Showing posts sorted by relevance for query mysql optionally. Sort by date Show all posts
Showing posts sorted by relevance for query mysql optionally. Sort by date Show all posts

Sunday, July 19, 2009

Sample data for import and xml export - mysql and postgres (part 1 of 3)

Export to xml is a feature of databases that I have never used until now.

I thought that a short guide might be useful to illustrate the results.

As a further task I will later look at --compatible option of mysqldump to see how postgres likes the results (a follow up post perhaps so see parts 2 and 3)

( If you came here just looking to getting data out of oocalc then into mysql, please shuffle along to paragraphs 11 to 13 where this is demonstrated )

There are projects out there to take mysql data into postgres, and vice versa and it will be a useful skill to have.

After reading up about freely available sample data for names and addresses and seeing if I might use any openoffice sample data, I decided on a slightly different tack.

It seems that most 'free' sample data has some sort of copyright restriction but there is plenty that is licensed under creative commons attribution or similar.

Reading up about AMD phenom processors earlier today I viewed the wikipedia table regarding socket am3 power usage and thought that this table of data when pasted into a spreadsheet is as good as any.

(For any reader who cannot get to spreadsheets.google.com or experiences an unexpected 'login to google' prompt, I have mirrored the spreadsheet in open document .ods format here)

It is right at this point to highlight again that any and all power usage data referenced in this blog posting directly/as xml/as a spreadsheet is not my data and I correctly credit Wikipedia explicitly as the source.

In the spreadsheet viewable at google docs I have added two comments to this effect.

Now to do something useful with it - firstly export it to .csv format by following instructions for openoffice calc csv export.

Now looking at the options for mysqlimport:
--fields-terminated-by Is how you will tell mysql that data is comma separated
--fields-optionally-enclosed-by Will be how I tell mysql that double quotes enclose filled fields.

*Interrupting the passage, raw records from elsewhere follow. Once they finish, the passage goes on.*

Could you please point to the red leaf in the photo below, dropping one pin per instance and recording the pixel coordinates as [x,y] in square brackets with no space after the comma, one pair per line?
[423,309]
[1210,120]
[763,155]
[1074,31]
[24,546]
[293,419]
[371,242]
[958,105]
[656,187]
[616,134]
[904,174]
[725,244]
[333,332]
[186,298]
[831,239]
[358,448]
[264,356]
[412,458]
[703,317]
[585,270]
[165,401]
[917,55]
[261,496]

Now openoffice calc (oocalc) export to/save as CSV does not wrap empty fields in double quotes, and so, a six field row with just first and last fields populated might just look like this "rhubarb",,,,,"custard"

Mysql is not going to like the series of commas without field delimiters and so in particular ,,,, will be a problem unless the word optionally in --fields-optionally-enclosed-by will come to my rescue.

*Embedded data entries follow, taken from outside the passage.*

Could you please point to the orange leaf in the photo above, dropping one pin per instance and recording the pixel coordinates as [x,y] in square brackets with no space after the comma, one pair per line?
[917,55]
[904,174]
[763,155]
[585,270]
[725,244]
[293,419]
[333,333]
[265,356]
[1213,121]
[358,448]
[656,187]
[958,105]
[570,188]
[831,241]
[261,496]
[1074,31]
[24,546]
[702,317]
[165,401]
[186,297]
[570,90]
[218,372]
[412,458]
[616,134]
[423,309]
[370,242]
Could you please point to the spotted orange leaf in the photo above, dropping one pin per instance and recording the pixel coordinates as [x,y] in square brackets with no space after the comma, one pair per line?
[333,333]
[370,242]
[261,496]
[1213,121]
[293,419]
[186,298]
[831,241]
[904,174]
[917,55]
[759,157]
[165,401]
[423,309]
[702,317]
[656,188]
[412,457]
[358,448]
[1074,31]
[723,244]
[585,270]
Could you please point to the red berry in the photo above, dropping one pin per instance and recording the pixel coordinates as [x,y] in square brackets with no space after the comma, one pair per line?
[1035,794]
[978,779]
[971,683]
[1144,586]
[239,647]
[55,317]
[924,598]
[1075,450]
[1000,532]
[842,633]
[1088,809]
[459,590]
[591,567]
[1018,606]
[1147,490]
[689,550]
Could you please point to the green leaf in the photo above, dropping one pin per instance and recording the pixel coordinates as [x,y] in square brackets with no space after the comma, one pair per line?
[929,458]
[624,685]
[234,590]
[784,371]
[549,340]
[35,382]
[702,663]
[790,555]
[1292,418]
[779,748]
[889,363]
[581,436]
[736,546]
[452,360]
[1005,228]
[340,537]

This still leaves the question of escaping single quotes (I think mysql wants them all escaped) and the sed command might come to my aid there.

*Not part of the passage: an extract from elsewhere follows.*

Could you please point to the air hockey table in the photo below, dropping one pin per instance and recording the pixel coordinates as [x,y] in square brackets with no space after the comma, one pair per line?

Part 2 will deal with getting the data into mysql using mysqlimport.
I will finish this posting now with a first attempt at a mysql table create that is suitable for the data being loaded.
DROP TABLE IF EXISTS amd_bang_per_watt;
SET character_set_client = utf8;
CREATE TABLE amd_bang_per_watt (model_family  VARCHAR(10) NOT NULL,
model   VARCHAR(30) NOT NULL default 'unknown',
clock_speed  VARCHAR(20) NOT NULL,
l2cache   VARCHAR(10),
l3cache   VARCHAR(10),
ht_bus_ghz  VARCHAR(10),
voltage   VARCHAR(10),
socket   VARCHAR(10),
tdp_watts  VARCHAR(20),
process_comments VARCHAR(20),
speed_power_ratio DECIMAL(5,2) COMMENT 'bang per watt'
) ENGINE=MyISAM DEFAULT CHARSET=utf8 MIN_ROWS=50 CHECKSUM=1
COMMENT='Source: Wikipedia 200907http://en.wikipedia.org/wiki/List_of_CPU_power_dissipation#AMD_Phenom_.28Phenom_64.29';
So create a new mysql database and run that table create should enable you to verify the table using describe as follows:
root@d183z2g:~# mysql amd_power_dissipation -u root -p
Enter password:
Welcome to the MySQL monitor.  Commands end with ; or \g.
Your MySQL connection id is 61
Server version: 5.0.75-0ubuntu10.2 (Ubuntu)
Type 'help;' or '\h' for help. Type '\c' to clear the buffer.
mysql> show tables;
+---------------------------------+
| Tables_in_amd_power_dissipation |
+---------------------------------+
| amd_bang_per_watt               |
+---------------------------------+
1 row in set (0.00 sec)
mysql> describe amd_bang_per_watt;
+-------------------+--------------+------+-----+---------+-------+
| Field             | Type         | Null | Key | Default | Extra |
+-------------------+--------------+------+-----+---------+-------+
| model_family      | varchar(10)  | NO   |     | NULL    |       |
| model             | varchar(30)  | NO   |     | unknown |       |
| clock_speed       | varchar(20)  | NO   |     | NULL    |       |
| l2cache           | varchar(10)  | YES  |     | NULL    |       |
| l3cache           | varchar(10)  | YES  |     | NULL    |       |
| ht_bus_ghz        | varchar(10)  | YES  |     | NULL    |       |
| voltage           | varchar(10)  | YES  |     | NULL    |       |
| socket            | varchar(10)  | YES  |     | NULL    |       |
| tdp_watts         | varchar(20)  | YES  |     | NULL    |       |
| process_comments  | varchar(20)  | YES  |     | NULL    |       |
| speed_power_ratio | decimal(5,2) | YES  |     | NULL    |       |
+-------------------+--------------+------+-----+---------+-------+
11 rows in set (0.00 sec)
mysql>
I have deliberately defined the final column as decimal(5,2) as I am thinking ahead to the import to postgres (much later) and want to see how postgres handles that column.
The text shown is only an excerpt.